S'agissant de la Turquie, le débat est d'une autre nature, et s'inscrit sur un chemin au long cours. Se posent en effet les questions de la réadmission, de l'asile, et la libéralisation des visas, qui n'interviendra que si la feuille de route est respectée, ce qui ne sera bien évidemment pas facile.

La vocation des pays des Balkans, quant à eux, à adhérer ne peut être contestée. Il suffit d'observer n'importe quelle carte d'Europe. Mais, là encore, du chemin reste à accomplir, et griller les étapes serait contre-productif.

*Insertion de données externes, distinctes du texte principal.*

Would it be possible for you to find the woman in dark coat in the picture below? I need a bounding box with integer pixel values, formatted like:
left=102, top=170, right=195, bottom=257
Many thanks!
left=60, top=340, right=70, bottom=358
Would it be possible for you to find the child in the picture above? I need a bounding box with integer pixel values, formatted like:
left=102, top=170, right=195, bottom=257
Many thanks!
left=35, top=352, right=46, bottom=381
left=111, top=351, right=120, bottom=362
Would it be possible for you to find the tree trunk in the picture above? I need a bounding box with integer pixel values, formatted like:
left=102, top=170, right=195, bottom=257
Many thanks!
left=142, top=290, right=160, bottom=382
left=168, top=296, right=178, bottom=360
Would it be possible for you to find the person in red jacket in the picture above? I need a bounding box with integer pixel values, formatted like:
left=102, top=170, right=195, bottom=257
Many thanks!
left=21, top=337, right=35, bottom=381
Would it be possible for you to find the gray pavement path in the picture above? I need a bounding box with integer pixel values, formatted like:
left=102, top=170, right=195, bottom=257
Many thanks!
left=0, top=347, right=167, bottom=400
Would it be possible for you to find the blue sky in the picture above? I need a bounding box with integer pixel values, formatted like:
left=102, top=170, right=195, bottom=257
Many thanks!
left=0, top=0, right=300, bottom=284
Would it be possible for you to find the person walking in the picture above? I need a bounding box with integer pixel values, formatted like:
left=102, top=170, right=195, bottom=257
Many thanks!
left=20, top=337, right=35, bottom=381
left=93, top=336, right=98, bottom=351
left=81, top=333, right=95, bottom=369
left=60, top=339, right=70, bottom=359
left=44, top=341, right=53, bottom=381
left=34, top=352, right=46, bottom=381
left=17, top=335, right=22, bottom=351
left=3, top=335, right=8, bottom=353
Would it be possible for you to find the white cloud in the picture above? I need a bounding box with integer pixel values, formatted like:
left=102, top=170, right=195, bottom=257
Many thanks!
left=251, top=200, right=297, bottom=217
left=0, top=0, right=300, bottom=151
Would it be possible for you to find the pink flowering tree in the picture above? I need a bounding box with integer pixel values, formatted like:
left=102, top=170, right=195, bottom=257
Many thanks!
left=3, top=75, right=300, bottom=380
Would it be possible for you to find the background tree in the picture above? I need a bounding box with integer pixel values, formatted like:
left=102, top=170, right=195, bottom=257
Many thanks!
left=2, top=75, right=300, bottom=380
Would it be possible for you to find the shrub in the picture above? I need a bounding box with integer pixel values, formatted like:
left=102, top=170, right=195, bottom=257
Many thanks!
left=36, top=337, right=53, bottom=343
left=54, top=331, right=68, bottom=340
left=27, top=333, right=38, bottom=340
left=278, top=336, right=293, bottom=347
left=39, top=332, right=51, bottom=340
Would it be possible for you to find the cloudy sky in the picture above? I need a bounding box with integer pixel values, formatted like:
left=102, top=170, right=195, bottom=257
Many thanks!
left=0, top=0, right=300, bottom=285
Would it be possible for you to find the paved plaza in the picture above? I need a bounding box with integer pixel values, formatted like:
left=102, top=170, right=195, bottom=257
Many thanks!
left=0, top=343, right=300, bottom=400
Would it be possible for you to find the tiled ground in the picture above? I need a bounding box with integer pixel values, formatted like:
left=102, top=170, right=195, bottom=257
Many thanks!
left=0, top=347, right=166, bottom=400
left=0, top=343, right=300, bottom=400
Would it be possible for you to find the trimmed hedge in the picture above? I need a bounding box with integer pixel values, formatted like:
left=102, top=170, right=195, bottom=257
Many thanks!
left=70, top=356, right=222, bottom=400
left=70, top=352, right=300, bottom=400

La question des Roms nous interpelle tous. Les pays où résident la majorité des populations Roms aujourd'hui doivent être aidés, et les États sont prêts à assumer leur responsabilité, je le sais. La crédibilité de l'Union se joue là-dessus aussi, elle qui ne peut se contenter d'admonester les pays d'accueil pour leurs prétendues difficultés à intégrer rapidement des populations singulièrement fragiles alors même que ces États, comme le nôtre, consentent de réels et importants efforts.

La présidente Danielle Auroi. Merci, monsieur le Ministre, des informations très précises que vous nous avez données aujourd'hui. Nous aurons certainement à vous auditionner à nouveau, le moment venu, sur les sujets importants et sensibles que vous avons évoqués.